Okay. So was it another I just I thought you made a comment something about a particular project contributing to the next 2 or 3 years. Was that something different?

Speaker 3

So at William Landing, we're selling both apartments and land lots at the moment. And we'll see settlements from those land lots next financial year. Nathan mentioned, we had previous stages settling in the first half and apartments are likely to land the year

Speaker 2

after that. It was Jackson Green that was actually that I referenced in the meeting. So we've got the Astor apartment project and the 100% sold Huntington apartment project, which are due to settle and contribute over the next 2 to 3 years is what I said.

Speaker 4

Okay. Yes, makes sense. Thank you.

Speaker 1

Thank you. Your next question comes from George Vacca from Australian Super.
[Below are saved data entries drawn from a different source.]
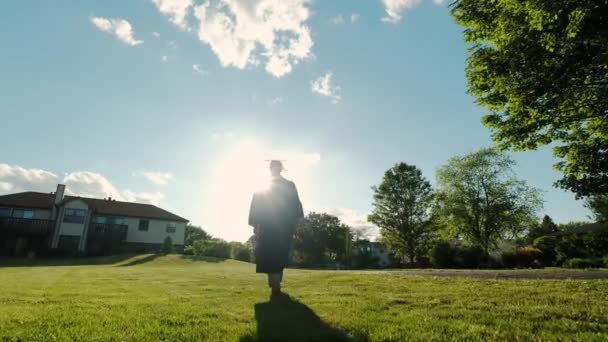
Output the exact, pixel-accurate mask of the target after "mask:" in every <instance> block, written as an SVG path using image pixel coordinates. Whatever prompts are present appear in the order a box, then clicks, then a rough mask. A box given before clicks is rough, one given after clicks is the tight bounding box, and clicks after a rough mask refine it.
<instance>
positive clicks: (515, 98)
mask: <svg viewBox="0 0 608 342" xmlns="http://www.w3.org/2000/svg"><path fill="white" fill-rule="evenodd" d="M451 8H452V15H453V17H454V18H455V19H456V21H457V22H458V23H459V24H461V25H462V26H464V28H465V31H464V37H465V40H466V41H467V42H469V43H471V49H470V56H469V59H468V65H467V67H466V74H467V78H468V83H469V91H470V93H471V94H473V95H474V96H475V97H476V98H477V101H478V102H479V103H480V104H481V105H483V106H485V107H486V108H487V109H488V111H489V113H488V114H487V115H486V116H485V117H484V119H483V122H484V124H485V125H487V126H488V127H490V128H491V129H492V130H493V137H494V139H495V141H496V142H497V143H498V145H499V146H500V147H502V148H514V149H516V150H529V149H536V148H538V147H540V146H543V145H548V144H552V145H553V146H554V154H555V156H557V157H559V158H561V161H560V162H559V163H558V164H556V165H555V166H556V168H558V169H559V170H561V171H562V172H563V173H564V176H563V178H562V179H561V180H559V181H558V182H557V183H556V184H557V185H559V186H561V187H562V188H565V189H569V190H572V191H574V192H575V193H576V194H577V195H578V196H588V195H591V194H602V193H608V48H606V47H607V46H608V0H570V1H548V0H455V1H454V2H453V3H452V5H451Z"/></svg>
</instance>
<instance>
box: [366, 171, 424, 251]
mask: <svg viewBox="0 0 608 342" xmlns="http://www.w3.org/2000/svg"><path fill="white" fill-rule="evenodd" d="M373 190H374V203H373V210H372V213H371V214H370V215H369V217H368V220H369V221H370V222H372V223H374V224H375V225H377V226H378V227H379V228H380V234H381V235H382V241H383V242H384V243H385V244H386V246H387V247H388V248H389V249H390V250H391V251H392V252H393V253H395V254H396V255H397V256H400V257H406V256H407V257H408V258H409V261H410V263H414V262H415V261H416V260H417V259H418V258H419V257H420V255H423V254H426V253H425V251H422V250H421V247H423V246H424V245H425V244H426V243H427V242H428V240H429V239H430V235H431V229H430V225H429V217H430V215H429V213H430V207H431V204H432V199H433V192H432V189H431V184H430V183H429V181H428V180H426V178H424V177H423V176H422V172H421V171H420V170H419V169H418V168H416V166H414V165H408V164H406V163H399V164H396V165H395V166H394V167H392V168H390V169H389V170H387V171H386V173H385V174H384V178H383V179H382V183H381V184H380V185H379V186H377V187H373Z"/></svg>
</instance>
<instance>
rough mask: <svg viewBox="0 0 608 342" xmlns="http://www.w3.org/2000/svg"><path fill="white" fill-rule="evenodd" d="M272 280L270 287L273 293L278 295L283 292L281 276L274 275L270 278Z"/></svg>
mask: <svg viewBox="0 0 608 342" xmlns="http://www.w3.org/2000/svg"><path fill="white" fill-rule="evenodd" d="M268 277H269V279H270V287H271V288H272V292H273V293H278V292H280V291H281V274H280V273H273V274H270V275H269V276H268Z"/></svg>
Please go ahead.

Speaker 5

Hi, Nathan and Leon. Just a question on your guidance. Net profit forecast of $29,000,000 for the full year, assumes about $6,000,000 or $7,000,000 in net profit in the second half. I'm just wondering what the key factor is for the lower net profit compared to the first half, just the lower sales dollars you'll do or is there some lower margin product you're selling as well? Is margin a factor?

Speaker 3

Yes. It's a combination of 2 things. It's delivery of stages and buildings that we had more projects settling in the first half. In the first half, margin gross margin was around 33%. That will settle down to about 30% for the full year.

So the second half, the settlements taking place then are margins just inside that 30%. Okay.

Speaker 5

And that gross margin level, is that in the second half of around or that 30% gross margin you indicated there? Is that now pretty much indicative going forward? I know it will vary a bit with the mix of product, but it's been higher in the past?

Speaker 3

Yes. So this will be about the 3rd year that it's hovered around that 30%. I think last year, in the last 2 years, it was 29% 31%, and this year, again, around that 30% and that's fairly indicative of the future. But as you say, the different mix of projects settling at different times means it can be uneven in the half and move a little around from there. But that's about the month.

Speaker 5

Great. Thank you. That was all for me.

Speaker 1

Thank you. Ladies and gentlemen, this is your last opportunity to ask a question.